…or at least it’s not delivering on its promise of improving performance
The value of Application Performance Management (APM) is perceived as “less than fair.” Over 80% of large and mid-sized organizations worldwide have made multi-million dollar investments in APM solutions with the expectation that these capabilities would reduce their production outages, quickly pinpoint the precise root causes of issues during these incidents, and speed time to resolution. In a show-of-hands at Interop 2011 during the ‘Service Delivery Management’ panel session moderated by Jim Metzler, an industry-recognized expert in network technology and business applications, NONE of the attendees agreed that APM was working well at their organizations and only 2 agreed it was performing fair, putting the remaining 70+ people in the “less than fair category.”
It’s worth repeating – millions of dollars have been invested in APM. Yet, according to NIST, four out of every five dollars of the total cost of ownership of an application are spent and directly attributable to finding and fixing problems post-deployment.
If you are not familiar with APM or how it is specifically defined, Gartner and others have outlined APM capabilities as covering these five functional dimensions:
- End-user experience monitoring
- Application runtime architecture discovery and modeling
- User-defined transaction profiling (also called Business Transaction Management)
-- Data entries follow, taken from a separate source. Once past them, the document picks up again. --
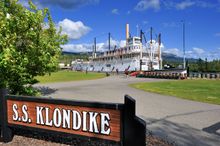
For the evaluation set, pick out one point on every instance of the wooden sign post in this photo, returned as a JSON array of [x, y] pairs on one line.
[[104, 122]]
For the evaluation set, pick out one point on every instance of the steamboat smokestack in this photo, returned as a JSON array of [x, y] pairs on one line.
[[127, 33]]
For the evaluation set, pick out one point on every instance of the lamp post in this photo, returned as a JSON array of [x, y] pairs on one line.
[[184, 52]]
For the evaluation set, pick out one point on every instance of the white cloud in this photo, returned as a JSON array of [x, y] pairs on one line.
[[174, 51], [115, 11], [100, 47], [65, 4], [171, 24], [74, 30], [198, 51], [148, 4], [184, 4]]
- Application component deep-dive monitoring
- Application data analytics
As a panelist, along with my peers, we discussed this disconnect between expected and delivered value and speculated as to the reasons behind it. Here are a few of the observations we had.
- Most APM solutions focus on object-based system monitoring, with a constant stream of alerts, and a problem-based environmental picture. This results in an overwhelmed (thousands of alerts per hour) Network Operations Center (NOC) which often only has a handful of 7×24 operators.
- The complexity of an APM implementation into an enterprise prohibits widespread adoption of a solution across the infrastructure, application, and business unit ecosystem. When incidents happen, they can occur anywhere in the system and are often impacted through several layers of dependencies.
- The focus of IT management and spending has been on implementation of new hardware technologies enabling larger throughput and capacity (e.g. 40Gig devices) rather than management of application performance. This seems to be occurring because the given roles and responsibilities of IT decision-makers are aligned more with Infrastructure rather than Applications.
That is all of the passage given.